Back in June, Intel mobile exec Navin Shenoy told Engadget that despite cancelling its mobile-focused SoFIA chip, the company is "not done experimenting and looking for opportunities to do something different" and some evidence of that is now available. The iPhone 7 just launched, so naturally the teardown artists at Chipworks pulled a US-bound A1778 model apart only to find an Intel-built modem, RF transceiver and power management chips inside. This confirms an earlier Bloomberg rumor that Intel would replace Qualcomm in some versions of the phone (iFixit found a Qualcomm modem in the iPhone 7 Plus it took apart).

Chipworks
Navin Shenoy, mobile-client VP, Intel:

The modem, we think, is going to be crucial; 4G and 5G modems are going to get increasingly complex, and there's going to be fewer and fewer companies in the world that can do it. You've seen companies like Broadcom, Marvell and NVIDIA get out of the modem. We're to the point now where it's a very scarce asset, and an increasingly valuable one.

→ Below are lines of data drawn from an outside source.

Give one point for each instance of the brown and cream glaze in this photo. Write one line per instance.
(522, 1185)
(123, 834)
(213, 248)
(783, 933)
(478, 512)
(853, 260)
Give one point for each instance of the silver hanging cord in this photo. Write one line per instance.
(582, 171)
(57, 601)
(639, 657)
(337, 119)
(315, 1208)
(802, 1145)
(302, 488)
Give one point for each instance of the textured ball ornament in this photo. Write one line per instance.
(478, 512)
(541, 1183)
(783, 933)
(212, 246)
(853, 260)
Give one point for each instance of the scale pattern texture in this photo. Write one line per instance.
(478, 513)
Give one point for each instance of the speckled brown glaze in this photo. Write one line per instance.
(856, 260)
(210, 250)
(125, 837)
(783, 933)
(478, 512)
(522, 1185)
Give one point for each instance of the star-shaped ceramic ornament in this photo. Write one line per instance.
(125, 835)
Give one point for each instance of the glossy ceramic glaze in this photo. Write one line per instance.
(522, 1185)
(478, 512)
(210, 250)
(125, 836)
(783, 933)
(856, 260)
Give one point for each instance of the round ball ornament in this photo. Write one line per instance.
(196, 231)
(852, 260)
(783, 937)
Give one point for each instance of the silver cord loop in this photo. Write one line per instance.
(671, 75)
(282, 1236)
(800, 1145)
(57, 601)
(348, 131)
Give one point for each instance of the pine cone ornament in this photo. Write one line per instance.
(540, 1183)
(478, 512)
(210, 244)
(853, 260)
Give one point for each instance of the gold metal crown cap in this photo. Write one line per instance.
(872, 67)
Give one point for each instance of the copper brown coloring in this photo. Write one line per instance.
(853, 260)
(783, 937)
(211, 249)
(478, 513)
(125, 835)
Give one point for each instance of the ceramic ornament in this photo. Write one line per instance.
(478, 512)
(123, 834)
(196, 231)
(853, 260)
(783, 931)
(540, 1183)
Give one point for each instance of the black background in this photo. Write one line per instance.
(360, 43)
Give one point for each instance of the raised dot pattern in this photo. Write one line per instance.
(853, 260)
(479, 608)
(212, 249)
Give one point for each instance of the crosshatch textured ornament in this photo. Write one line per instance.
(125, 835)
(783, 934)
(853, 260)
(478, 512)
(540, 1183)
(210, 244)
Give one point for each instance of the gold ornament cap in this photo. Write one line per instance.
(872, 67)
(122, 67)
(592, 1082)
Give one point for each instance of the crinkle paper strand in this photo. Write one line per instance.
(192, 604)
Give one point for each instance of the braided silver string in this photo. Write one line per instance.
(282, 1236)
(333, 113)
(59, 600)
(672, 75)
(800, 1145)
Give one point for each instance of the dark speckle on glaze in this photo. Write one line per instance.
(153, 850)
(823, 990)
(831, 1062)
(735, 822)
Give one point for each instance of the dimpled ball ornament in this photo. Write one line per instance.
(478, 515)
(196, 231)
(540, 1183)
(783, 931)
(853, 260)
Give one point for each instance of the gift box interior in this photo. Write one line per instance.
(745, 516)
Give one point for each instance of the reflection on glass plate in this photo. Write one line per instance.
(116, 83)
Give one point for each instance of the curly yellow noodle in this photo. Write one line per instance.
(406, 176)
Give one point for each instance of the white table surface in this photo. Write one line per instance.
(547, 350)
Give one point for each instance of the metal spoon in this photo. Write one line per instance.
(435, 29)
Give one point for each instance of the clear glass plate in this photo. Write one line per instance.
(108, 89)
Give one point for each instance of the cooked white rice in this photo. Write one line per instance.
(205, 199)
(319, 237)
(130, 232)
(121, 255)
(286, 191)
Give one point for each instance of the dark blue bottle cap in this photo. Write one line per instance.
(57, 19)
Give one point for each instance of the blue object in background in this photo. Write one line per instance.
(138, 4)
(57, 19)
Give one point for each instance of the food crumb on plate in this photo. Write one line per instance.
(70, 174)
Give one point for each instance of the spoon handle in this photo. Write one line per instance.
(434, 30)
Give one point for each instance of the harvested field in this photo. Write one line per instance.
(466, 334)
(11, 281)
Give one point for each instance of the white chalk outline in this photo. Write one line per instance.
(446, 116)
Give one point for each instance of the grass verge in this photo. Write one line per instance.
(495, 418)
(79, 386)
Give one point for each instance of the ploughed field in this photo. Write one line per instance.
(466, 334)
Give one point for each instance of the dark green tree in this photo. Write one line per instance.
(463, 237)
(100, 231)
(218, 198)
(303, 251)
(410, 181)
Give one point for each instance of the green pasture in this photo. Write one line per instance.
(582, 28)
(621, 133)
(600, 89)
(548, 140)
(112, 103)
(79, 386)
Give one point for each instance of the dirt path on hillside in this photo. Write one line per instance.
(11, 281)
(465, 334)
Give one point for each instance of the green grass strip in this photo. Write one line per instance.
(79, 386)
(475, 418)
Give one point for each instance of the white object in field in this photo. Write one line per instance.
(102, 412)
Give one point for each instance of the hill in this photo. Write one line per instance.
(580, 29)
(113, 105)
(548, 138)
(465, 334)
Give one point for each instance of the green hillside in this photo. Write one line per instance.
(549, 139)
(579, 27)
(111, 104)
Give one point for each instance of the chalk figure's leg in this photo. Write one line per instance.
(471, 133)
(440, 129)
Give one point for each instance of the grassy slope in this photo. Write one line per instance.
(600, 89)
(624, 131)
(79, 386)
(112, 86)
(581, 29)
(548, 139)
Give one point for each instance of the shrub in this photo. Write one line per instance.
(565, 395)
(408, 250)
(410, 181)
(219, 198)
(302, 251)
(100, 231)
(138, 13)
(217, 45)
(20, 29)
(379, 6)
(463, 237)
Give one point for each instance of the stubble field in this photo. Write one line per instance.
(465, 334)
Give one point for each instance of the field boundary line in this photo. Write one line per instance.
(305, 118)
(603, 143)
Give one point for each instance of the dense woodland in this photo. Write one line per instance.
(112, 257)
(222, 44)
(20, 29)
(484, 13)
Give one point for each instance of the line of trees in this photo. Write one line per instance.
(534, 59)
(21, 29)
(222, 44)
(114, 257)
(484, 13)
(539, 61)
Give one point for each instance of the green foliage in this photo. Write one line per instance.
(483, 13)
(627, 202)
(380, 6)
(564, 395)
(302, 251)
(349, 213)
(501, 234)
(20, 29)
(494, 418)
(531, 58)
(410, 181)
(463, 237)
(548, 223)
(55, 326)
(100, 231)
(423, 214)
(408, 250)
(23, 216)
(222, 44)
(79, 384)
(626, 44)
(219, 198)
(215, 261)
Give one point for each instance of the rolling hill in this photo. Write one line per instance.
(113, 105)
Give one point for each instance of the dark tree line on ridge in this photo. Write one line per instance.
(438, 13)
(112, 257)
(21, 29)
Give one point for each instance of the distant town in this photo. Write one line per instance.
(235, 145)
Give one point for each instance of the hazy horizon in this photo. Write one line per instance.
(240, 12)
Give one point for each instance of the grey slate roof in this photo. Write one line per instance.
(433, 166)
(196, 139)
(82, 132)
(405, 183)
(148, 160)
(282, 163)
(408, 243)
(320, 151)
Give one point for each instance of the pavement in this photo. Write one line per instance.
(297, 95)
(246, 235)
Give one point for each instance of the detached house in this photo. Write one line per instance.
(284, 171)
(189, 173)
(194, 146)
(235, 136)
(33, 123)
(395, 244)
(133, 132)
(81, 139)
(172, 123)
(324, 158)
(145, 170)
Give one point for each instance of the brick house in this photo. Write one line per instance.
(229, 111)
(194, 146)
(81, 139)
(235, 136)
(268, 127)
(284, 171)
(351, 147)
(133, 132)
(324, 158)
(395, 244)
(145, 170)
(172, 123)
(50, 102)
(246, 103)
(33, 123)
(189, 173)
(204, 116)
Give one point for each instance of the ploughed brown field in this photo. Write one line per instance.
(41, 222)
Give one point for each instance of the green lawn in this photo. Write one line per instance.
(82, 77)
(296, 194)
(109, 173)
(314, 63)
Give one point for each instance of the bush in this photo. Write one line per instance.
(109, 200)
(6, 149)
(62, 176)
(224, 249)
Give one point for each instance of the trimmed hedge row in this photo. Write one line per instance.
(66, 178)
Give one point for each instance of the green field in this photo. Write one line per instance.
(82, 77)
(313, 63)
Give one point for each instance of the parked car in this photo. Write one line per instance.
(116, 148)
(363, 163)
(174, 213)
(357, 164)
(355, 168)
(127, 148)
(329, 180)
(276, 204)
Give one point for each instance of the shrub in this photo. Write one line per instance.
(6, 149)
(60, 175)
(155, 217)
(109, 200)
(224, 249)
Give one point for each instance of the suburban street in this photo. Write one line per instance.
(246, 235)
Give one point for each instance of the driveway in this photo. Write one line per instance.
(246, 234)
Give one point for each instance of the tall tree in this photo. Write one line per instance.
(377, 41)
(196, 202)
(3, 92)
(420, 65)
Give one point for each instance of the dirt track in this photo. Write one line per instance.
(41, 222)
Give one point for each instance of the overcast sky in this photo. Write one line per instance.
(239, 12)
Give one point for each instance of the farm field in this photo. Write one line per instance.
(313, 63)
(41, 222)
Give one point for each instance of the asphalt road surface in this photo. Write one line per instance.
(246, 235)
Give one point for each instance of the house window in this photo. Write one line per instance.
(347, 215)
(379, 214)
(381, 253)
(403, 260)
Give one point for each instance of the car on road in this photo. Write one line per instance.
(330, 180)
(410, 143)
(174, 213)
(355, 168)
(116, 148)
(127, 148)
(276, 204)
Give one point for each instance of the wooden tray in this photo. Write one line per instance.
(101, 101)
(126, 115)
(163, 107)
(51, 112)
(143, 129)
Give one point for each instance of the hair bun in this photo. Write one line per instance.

More importantly, grabbing a deal for the modem could be just the start of Intel's refocused mobile ambitions. Last month the company revealed it has obtained a license to manufacture ARM chips, so if all goes well it could eventually replace the processor space currently dominated by companies like Qualcomm and Samsung.

LG is already preparing to build a "world-class mobile platform" using Intel's 10nm tech, while VR and AI-processing could be other opportunities. It's been over a decade since Apple switched to Intel's x86 hardware for its computers, and now there's at least the possibility of a similar team-up for mobile devices in the future.